I finally got around to doing something I’d been planning on doing for a while, based on some inspirational reading from here: Aerodynamic Fixes | GM Volt Forum
Vortex generators on the Volt!
This is partly in preparation for a trip this fall that will involve more highway speed than usual for us (we rarely exceed 55mph and are almost never on the interstate), and in theory, it should help with the energy use going into a headwind as well (airspeed and groundspeed having nothing to do with each other).
It started with an arts and crafts project - making evenly spaced, 15 degree slanted slits in a piece of paper.
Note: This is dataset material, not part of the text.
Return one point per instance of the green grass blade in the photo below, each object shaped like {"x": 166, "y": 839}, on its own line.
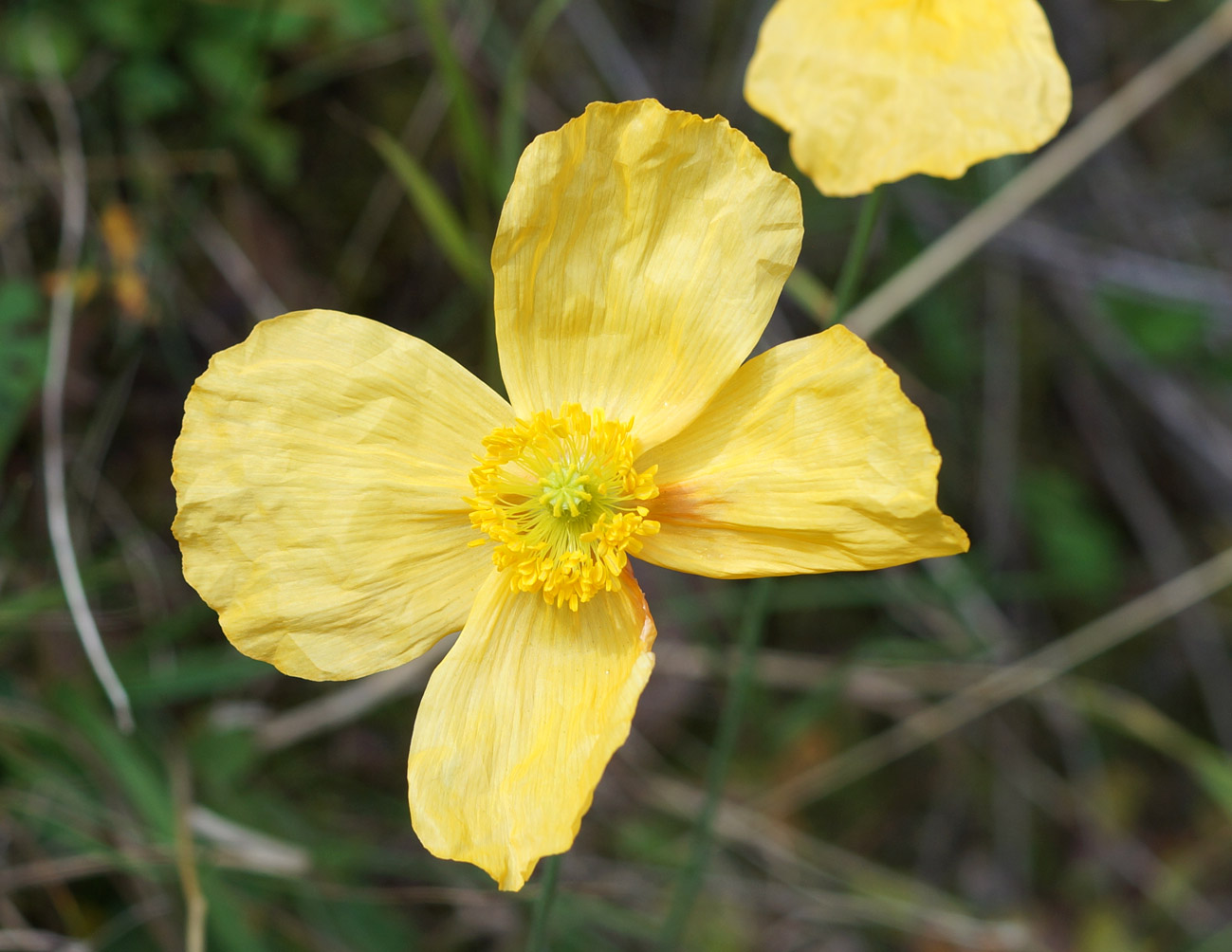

Tape said paper to car in a useful location. My VGs are a hair forward of where the other poster put them, and I’m hoping that the seam doesn’t disrupt the airflow enough to really bug them. If anything, they should help re-attach any turbulance created at that boundary. I think. My VG-foo is weak, but they’re damned near magic on some airplanes (in terms of stall speed, control response, etc).
These are what I’m installing: STOLSpeed plastic VGs. I’ll see how they survive winter/car washes/etc, and may replace them with something more robust if needed, but for now, I’ll try them out! They come with an adhesive back that can be removed easily enough.
VGs just tuck into the pre-cut slots and are pressed down!
If I need to replace one, I can use the same template, line it up on the others, and re-install whatever went missing.
And, presto, VGs!
I’ve got 14 on, 2.5" on center, at 15 degrees. Same as the guy in the other post, and… apparently we kind of ended up with the same “Oh, wait, it looks silly to have one pointed out at the edge…” trim as well.
Unfortunately, I didn’t pull data before installing these, so I can’t point to some robust road tests going two directions and go on about power draw. I just don’t have that sort of fine grained data available in a useful form. However, I do know what I can get out of the car, and what it typically burns, so I should be able to tell if there’s some improvement. The guy posting about them originally did the “tufts of yarn taped to the window” test and found some significant improvements there in terms of flow remaining attached, and that’s good enough for me, at least for now!